En el caso de Elige tu propia aventura, es típico que los finales puedan
dividirse entre positivos, negativos y regulares, de modo que sean varios los
caminos que puedan dar a una conclusión exitosa. Sin embargo, esto no siempre
es así...
Te
conviertes en tiburón nos ofrece efectivamente encarnar a uno de estos
escualos, pero también a un cangrejo, un águila, un osezno, un pulpo, un
mosquito y así hasta un buen puñado de animales, algunos domésticos y otros
salvajes, a causa de una maldición adquirida por profanar un templo: de hecho
las escasas conversaciones que aparecen en el volumen serán precisamente con el
monje que custodia dicho lugar, el resto serán largas narraciones de lo que nos
sucede en nuestro estatus "animal", con algún que otro final abrupto
e incluso sangriento, habitualmente por una mano humana.
Y es
que, relacionado con lo que comentábamos en un principio, en realidad solo hay
una conclusión del todo satisfactoria, aquella en la que regresamos a la
civilización tras librarnos del conjuro, siendo el resto de finales tan poco
prometedores como encarnar a un cerdo en espera de ser engordado y engullido.
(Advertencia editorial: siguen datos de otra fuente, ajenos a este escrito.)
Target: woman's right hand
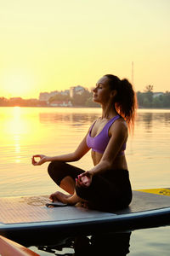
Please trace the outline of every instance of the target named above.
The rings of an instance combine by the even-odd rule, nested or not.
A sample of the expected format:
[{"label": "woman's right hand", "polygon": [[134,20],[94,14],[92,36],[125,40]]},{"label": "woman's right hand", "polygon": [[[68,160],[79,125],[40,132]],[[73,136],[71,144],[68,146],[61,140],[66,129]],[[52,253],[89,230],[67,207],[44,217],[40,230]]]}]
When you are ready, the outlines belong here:
[{"label": "woman's right hand", "polygon": [[[39,158],[39,160],[37,160],[35,158]],[[41,166],[43,163],[48,161],[48,156],[44,154],[34,154],[31,158],[31,162],[33,166]]]}]

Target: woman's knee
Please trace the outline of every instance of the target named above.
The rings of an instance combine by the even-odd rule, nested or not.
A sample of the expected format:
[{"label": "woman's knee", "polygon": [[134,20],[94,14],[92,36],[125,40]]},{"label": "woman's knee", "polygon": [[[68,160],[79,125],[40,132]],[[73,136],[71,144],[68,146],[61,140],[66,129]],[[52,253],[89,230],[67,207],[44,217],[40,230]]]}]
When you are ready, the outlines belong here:
[{"label": "woman's knee", "polygon": [[48,166],[49,176],[58,185],[63,178],[63,165],[65,165],[64,162],[52,161]]}]

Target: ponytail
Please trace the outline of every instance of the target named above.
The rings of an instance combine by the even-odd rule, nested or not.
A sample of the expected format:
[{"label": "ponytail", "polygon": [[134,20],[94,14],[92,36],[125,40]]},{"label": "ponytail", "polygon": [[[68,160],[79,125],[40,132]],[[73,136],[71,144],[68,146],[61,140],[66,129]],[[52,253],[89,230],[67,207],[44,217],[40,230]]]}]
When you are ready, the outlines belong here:
[{"label": "ponytail", "polygon": [[121,80],[114,75],[105,75],[110,79],[111,90],[117,91],[115,98],[115,108],[116,112],[125,119],[129,131],[133,131],[134,120],[137,108],[136,94],[133,85],[126,79]]}]

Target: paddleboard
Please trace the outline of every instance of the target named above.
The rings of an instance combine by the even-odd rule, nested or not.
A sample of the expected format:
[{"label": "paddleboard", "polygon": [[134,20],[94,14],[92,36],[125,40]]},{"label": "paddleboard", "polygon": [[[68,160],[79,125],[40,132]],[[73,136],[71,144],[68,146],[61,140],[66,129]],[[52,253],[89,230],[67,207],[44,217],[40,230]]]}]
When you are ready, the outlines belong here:
[{"label": "paddleboard", "polygon": [[0,235],[25,246],[56,245],[76,236],[132,231],[170,224],[170,189],[133,191],[122,211],[47,207],[48,195],[0,198]]}]

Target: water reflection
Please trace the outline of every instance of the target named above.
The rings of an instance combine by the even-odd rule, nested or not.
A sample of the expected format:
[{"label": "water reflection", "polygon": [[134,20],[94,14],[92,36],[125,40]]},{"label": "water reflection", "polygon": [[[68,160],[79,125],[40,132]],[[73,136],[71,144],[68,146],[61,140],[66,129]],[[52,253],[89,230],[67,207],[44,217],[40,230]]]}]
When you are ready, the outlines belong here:
[{"label": "water reflection", "polygon": [[63,245],[38,247],[38,249],[55,255],[126,256],[130,252],[130,236],[131,232],[80,236],[72,240],[68,239]]},{"label": "water reflection", "polygon": [[76,123],[87,124],[92,123],[99,118],[95,113],[40,113],[39,120],[41,123],[69,123],[70,125],[75,125]]},{"label": "water reflection", "polygon": [[139,113],[137,115],[136,125],[142,125],[147,132],[151,132],[153,125],[157,123],[163,123],[165,126],[169,125],[170,113],[144,112]]}]

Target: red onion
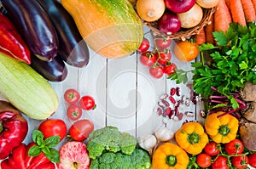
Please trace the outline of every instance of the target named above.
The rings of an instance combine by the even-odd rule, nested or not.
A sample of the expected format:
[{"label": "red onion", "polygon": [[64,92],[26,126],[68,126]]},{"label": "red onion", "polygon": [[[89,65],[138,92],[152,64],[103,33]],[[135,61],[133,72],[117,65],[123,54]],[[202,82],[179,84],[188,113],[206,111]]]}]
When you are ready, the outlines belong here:
[{"label": "red onion", "polygon": [[166,7],[173,13],[180,14],[189,10],[195,0],[165,0]]},{"label": "red onion", "polygon": [[174,34],[181,28],[181,22],[176,14],[166,12],[158,20],[158,28],[167,35]]}]

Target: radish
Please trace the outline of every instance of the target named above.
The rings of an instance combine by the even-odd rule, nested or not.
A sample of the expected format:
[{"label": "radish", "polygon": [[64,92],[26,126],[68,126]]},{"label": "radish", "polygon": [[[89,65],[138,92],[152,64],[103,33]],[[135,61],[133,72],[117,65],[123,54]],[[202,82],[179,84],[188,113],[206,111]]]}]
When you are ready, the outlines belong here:
[{"label": "radish", "polygon": [[60,149],[58,169],[89,169],[90,158],[86,145],[82,142],[71,141]]}]

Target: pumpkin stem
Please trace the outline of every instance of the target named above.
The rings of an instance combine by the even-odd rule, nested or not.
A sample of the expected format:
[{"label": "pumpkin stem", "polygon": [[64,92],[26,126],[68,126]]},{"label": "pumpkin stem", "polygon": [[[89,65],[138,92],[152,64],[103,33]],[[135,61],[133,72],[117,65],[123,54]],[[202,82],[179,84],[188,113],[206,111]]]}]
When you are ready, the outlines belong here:
[{"label": "pumpkin stem", "polygon": [[199,140],[200,135],[195,132],[192,132],[188,136],[188,141],[190,144],[198,144]]},{"label": "pumpkin stem", "polygon": [[170,166],[174,166],[177,163],[177,158],[173,155],[169,155],[166,157],[166,163]]},{"label": "pumpkin stem", "polygon": [[230,129],[226,125],[222,125],[218,128],[218,133],[220,133],[223,136],[226,136],[230,133]]}]

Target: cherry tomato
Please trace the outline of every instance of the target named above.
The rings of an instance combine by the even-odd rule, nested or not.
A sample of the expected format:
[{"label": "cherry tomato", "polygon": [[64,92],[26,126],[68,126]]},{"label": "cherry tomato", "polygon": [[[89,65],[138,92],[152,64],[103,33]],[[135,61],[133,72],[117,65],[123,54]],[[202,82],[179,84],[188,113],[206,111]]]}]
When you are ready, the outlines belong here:
[{"label": "cherry tomato", "polygon": [[164,50],[159,53],[157,62],[160,65],[166,65],[170,62],[171,59],[172,55],[170,50]]},{"label": "cherry tomato", "polygon": [[143,37],[143,40],[137,48],[137,51],[139,52],[145,52],[149,48],[149,41],[146,37]]},{"label": "cherry tomato", "polygon": [[231,163],[234,166],[238,169],[246,168],[248,166],[248,157],[247,155],[244,156],[232,156]]},{"label": "cherry tomato", "polygon": [[249,155],[249,165],[254,168],[256,168],[256,153],[253,153]]},{"label": "cherry tomato", "polygon": [[64,121],[61,119],[48,119],[41,122],[38,127],[44,138],[49,138],[51,136],[60,136],[61,141],[66,136],[67,128]]},{"label": "cherry tomato", "polygon": [[76,89],[69,88],[64,93],[64,99],[68,104],[76,104],[80,99],[80,94]]},{"label": "cherry tomato", "polygon": [[174,63],[167,63],[164,65],[164,73],[166,75],[171,75],[172,73],[175,73],[177,70],[177,66]]},{"label": "cherry tomato", "polygon": [[201,153],[196,157],[196,163],[199,166],[207,168],[209,167],[212,164],[212,158],[209,155],[206,153]]},{"label": "cherry tomato", "polygon": [[228,159],[224,156],[219,155],[216,158],[214,162],[212,164],[212,169],[229,169],[227,164]]},{"label": "cherry tomato", "polygon": [[76,121],[82,116],[82,108],[77,104],[70,104],[67,109],[67,116],[73,121]]},{"label": "cherry tomato", "polygon": [[166,38],[156,38],[154,39],[156,47],[160,48],[166,48],[170,47],[172,43],[172,39],[166,39]]},{"label": "cherry tomato", "polygon": [[196,43],[190,42],[189,40],[179,40],[174,46],[173,54],[180,61],[189,62],[198,56],[199,48]]},{"label": "cherry tomato", "polygon": [[220,145],[216,142],[209,142],[204,148],[204,151],[209,155],[217,155],[220,152]]},{"label": "cherry tomato", "polygon": [[244,149],[244,145],[240,139],[234,139],[225,144],[225,150],[229,155],[241,155]]},{"label": "cherry tomato", "polygon": [[96,106],[94,99],[89,95],[85,95],[81,98],[79,105],[85,110],[94,110]]},{"label": "cherry tomato", "polygon": [[149,68],[149,74],[154,78],[160,78],[164,75],[164,68],[160,65],[153,65]]},{"label": "cherry tomato", "polygon": [[76,121],[69,128],[69,134],[75,141],[84,141],[90,133],[94,130],[93,123],[87,120],[82,119]]},{"label": "cherry tomato", "polygon": [[140,62],[147,66],[150,67],[156,62],[156,56],[151,51],[143,52],[140,56]]}]

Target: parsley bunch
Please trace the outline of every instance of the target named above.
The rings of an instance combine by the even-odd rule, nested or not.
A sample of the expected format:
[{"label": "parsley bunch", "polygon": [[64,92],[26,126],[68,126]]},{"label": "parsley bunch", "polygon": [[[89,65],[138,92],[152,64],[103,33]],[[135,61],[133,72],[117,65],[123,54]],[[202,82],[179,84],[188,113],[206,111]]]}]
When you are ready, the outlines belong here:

A
destacar nuevamente el trabajo del ilustrador Ron Wing, que en este caso se
luce con toda una serie de representaciones de animales que parecen sacados de
un reportaje de National Geographic, como esa ballena saltando sobre las olas o
el águila sobrevolando el cielo: en pocos títulos el apartado gráfico habrá apostado tan claramente por el realismo, con un resultado cuidado al
detalle.
Pese a algunos errores, como esa afirmación de que podrás convertirte varias veces en el mismo animal cuando la lectura no lo hace posible, Te
conviertes en tiburón (suponemos que el título se debe a que resulta más atractivo que Te conviertes en animal, que sería más exacto) es sin duda uno de los volúmenes
imprescindibles de Elige tu propia aventura, y una clara muestra de que, por la misma mano de su creador Edward Packard, la
serie era mucho más que pasar de una elección tras otra hasta llegar a un
final.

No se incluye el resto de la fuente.